Lá pelos idos de 2016, os cinéfilos paulistas estranharam quando o tradicional Cinema Caixa Belas Artes anunciou que a Sala 3 deixaria de ter cadeiras convencionais. No lugar, poltronas de automóveis antigos dariam o tom do ambiente, que ainda ganharia uma decoração vintage e um bar nos fundos da sala, que prepararia petiscos ao longo de toda sessão. Tudo que os mais conservadores não gostam em um cinema -- não é à toa que alguns chamaram o lugar de “terror dos cinéfilos”.
A ideia, porém, logo foi abraçada por um grande número de pessoas, que se reuniam no local para ver filmes esquecidos em nossa memória, como Hellraiser, O Grande Lebowski, Peixe Grande e Suas Maravilhosas Histórias e até It: Uma obra-prima do medo. Tudo em uma sala nostálgica, com ar de anos 1980, e preço de ingresso módico. Era uma experiência divertida e que deixava o dia das pessoas mais leve.
No entanto, neste domingo, 24 de abril, a Sala Drive-In está chegando ao fim. O Belas Artes irá exibir o último filme, Elis, às 20h. Depois disso, o cinema começará a tirar as poltronas e desfazer toda decoração. O bar será fechado. No local, voltarão as cadeiras convencionais e a Sala Drive-in voltará a se chamar Sala 3, como era antigamente. Nada de diferente, nada de nostálgico. Apenas mais um espaço do Belas Artes, que contará novamente com as suas 6 salas tradicionais.

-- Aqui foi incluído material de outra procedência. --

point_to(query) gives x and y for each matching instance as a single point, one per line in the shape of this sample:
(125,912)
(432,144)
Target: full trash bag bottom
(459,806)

Ali, pessoas continuarão a ver filmes e o ambiente ainda respirará cinema de qualidade, como é do feitio do Caixa Belas Artes, é claro. No entanto, sentirei um aperto no peito quando pisar na sala novamente. Afinal, apesar de não ter completado nem ao menos um ano de vida, a Drive-In marcou. Para mim, por ter passados momentos felizes com alguém que amo. Para outros, por ter revivido a experiência de um cinema drive-in. Para o circuito de cinema de São Paulo, por ter ousado.
Afinal, entrar na Drive-in era passar por uma experiência. A sessão começava apenas 40 minutos depois do marcado para que clientes aproveitassem para comer e beber e, também, assistir a alguns clipes do Abba e ver um episódio de algum desenho de outros tempos, de outras épocas. Ao olhar ao redor, casais sorriam, davam as mãos. Alguns, mais à vontade, colocavam os braços ao redor da pessoa amada e se acomodavam para o filme que já ia começar. O tom era, invariavelmente, de alegria.
Em São Paulo, atualmente, nenhum lugar se compara ao que o Drive-In fez. Nenhuma sala de cinema tem Donnie Darko em sua programação, nem oferece dadinhos de tapioca para comer enquanto assiste a algum filme B dos anos 1980. Era algo único, mágico, nostálgico e que, por dificuldades econômicas em manter o espaço por seus idealizadores e responsáveis, acabou.
Agora, todo o sentimento de nostalgia que a sala proporcionou, mesmo para quem não viveu nos anos de 1980, retorna com força. Desta vez, porém, não é a nostalgia positiva que a sala causava em qualquer um que sentasse em suas poltronas e visse filmes que já não circulam nos cinemas há anos. É uma nostalgia dolorosa, de algo que passou e que nunca mais deve voltar em nossas vidas. O Belas Artes vai continuar sendo um cinema especial no coração de qualquer amante do cinema. Mas, para alguns, faltará um pedaço.
É uma pena que um espaço cultural tão interessante chegue ao fim de maneira tão rápida e inesperada. Mas que a Sala Drive-In fique de ensinamento para que outros cinemas ousem, arrisquem e não tenham medo. Afinal, como ficou claro com esta aposta do Belas Artes, as pessoas ainda gostam de cinema. E gostam ainda mais quando ele é tratado como uma experiência de vida.
Nota: À Mônica Bergamo, da Folha, os idealizadores afirmaram que farão um financiamento coletivo para levar a Sala Drive-In ao Mirante 9 de julho e que, de fato, encerrou o projeto por não ter retorno financeiro.